Ruling matrons command their house with absolute authority. Bloodlines are curated through selective breeding, strategic marriages, and adoption of exceptional outsiders.

Houses compete in:
  • Economic production and innovation

  • Military prestige and conquest records

  • Political influence within the court and council

  • Cultural and arcane achievements
Open warfare between houses is forbidden without royal sanction. Covert conflict is expected. Houses that fail are dissolved, their names erased, their members absorbed or enslaved.

Greater Houses:

Myrlochar

Suulet’jabar

Ulthrel


Lesser Houses:

Voiryn

Suvalissaere

Onyx Academies

Youth Cadres:

There are several youth cadres, training noble-born drow youth and the very most promising of commoner youths in highly competitive regimens.

House Suulet-jabar's ten-year cadre program trains youth from as young as age 10 until around age 20 or 21. Suulet-jabar Cadre students learn both to be self-sufficient and to work together effectively with those of different talents. Many Suulet-Jabar graduates are routed next into the Zar'Ahal Military Academy. Aspiring battlemages and battle priestesses tend to gravitate to Suulet-jabar, as do those youth with athletic or stealthy inclinations likely to become warriors, scouts, and assassins.

Other youth cadres focus on training prospective acolytes in the faith of Maelzafan or in the rudiments of arcane magic, in preparation for more specialist academies after cadre is graduated. These spellcaster-specific cadre programs typically last 12 years, and are intended more for progeny destined for the Temple of Maelzafan or to become house mages or other non-military types of spellcasters.

In keeping with the drow way, these cadres do not shy away from the deadly Underrealm perils nearby Zar'Ahal. Training missions outside the city are increasingly frequent as the training progresses, and provide necessary hands-on training at danger recognition, survival, and improvision. Casualty rates for most graduating classes exceed 50%.

Military Academies:

While there are numerous military academies within the Onyx Kingdom, most have modeled their curriculum and structure around the Zar'ahal Military Academy which is the most prestigious of all military schools. With admission typically reserved to those with means or resources, completing training at a military academy is the most common route for Drow to become officers in the military.

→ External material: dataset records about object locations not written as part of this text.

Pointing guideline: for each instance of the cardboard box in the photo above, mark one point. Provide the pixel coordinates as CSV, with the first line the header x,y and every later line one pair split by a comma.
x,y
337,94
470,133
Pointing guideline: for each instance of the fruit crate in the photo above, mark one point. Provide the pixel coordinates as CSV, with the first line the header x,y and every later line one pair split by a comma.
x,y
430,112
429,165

A ten year process beginning at the age of 20, trainees undergo a wide range of military training that is as brutal as it is efficient in creating potent officers and soldiers. Each year create a foundation in a certain topic with combat training both at the personal and unit levels being interspersed throughout the entire ten year curriculum.

The first year is spent almost exclusively on individual combat training. Soldiers learn to fight first with their bodies - tooth, fist, and foot - and quickly move onto sword, spear, shield, bow, and more. While a foundational understanding of all these weapons is provided, recruits are allowed to focus their efforts on honing specific weapons that they enjoy and even specialty weapons from across the world.

The second year is spent on military theory and maneuvers. Candidates are instilled with training in skirmishing as scout pairs all the way up to exercises and theories in large scale warfare on the scale of thousands.

The third year is widely considered to be the most difficult year with the highest rate of attrition - both in the form of fatalities and wash outs - throughout the ten year process. Year three is focused on survival in all its forms. During this grueling year-long process, candidates undergo wilderness and wild lands training, learning how to survive and evade capture in enemy territory. Throughout this process, candidates periodically are placed in training exercises where they are forced to evade capture by instructors for as long as possible. At the beginning of the year, recruits are inevitably caught by instructors and then subjected brutal "interrogations" to train them to resist torture. Attrition is so high in third year due to a combination of candidates giving up due to the brutality of the interrogation training, death in the field during survival training, and other "training accidents" that have been known to occur during interrogation.

Fourth year is spent learning the basics of combat magic. Although not nearly as extensive as going to a proper magic academy, cadets are taught the basics of casting combat spells, defending themselves, and exploiting the limitations of mages.

Fifth year is spent on mounted combat, learning the intricacies of light and heavy cavalry and becoming comfortable on the back of a vornyx as if it were an extension of their own body. They learn to use bow and lance from vornyxback, ride as screeners for an army, and break enemy formations from vornyxback.

Sixth Year is spent learning the details of siege warfare. From artillery to sapping to all manner of siege equipment, this time is spent learning how to break into fortresses and how to secure a fortress of your own.

Seventh year is spent learning how to scout, tracking enemies and hunting prey often behind enemy lines. This is where combatants learn to be self-dependent, hunting and skirmishing and implementing screening tactics in advance of a main army. Skills of stealth, infiltration, and even poisoning are taught during this time in order to make officers proficient in any setting.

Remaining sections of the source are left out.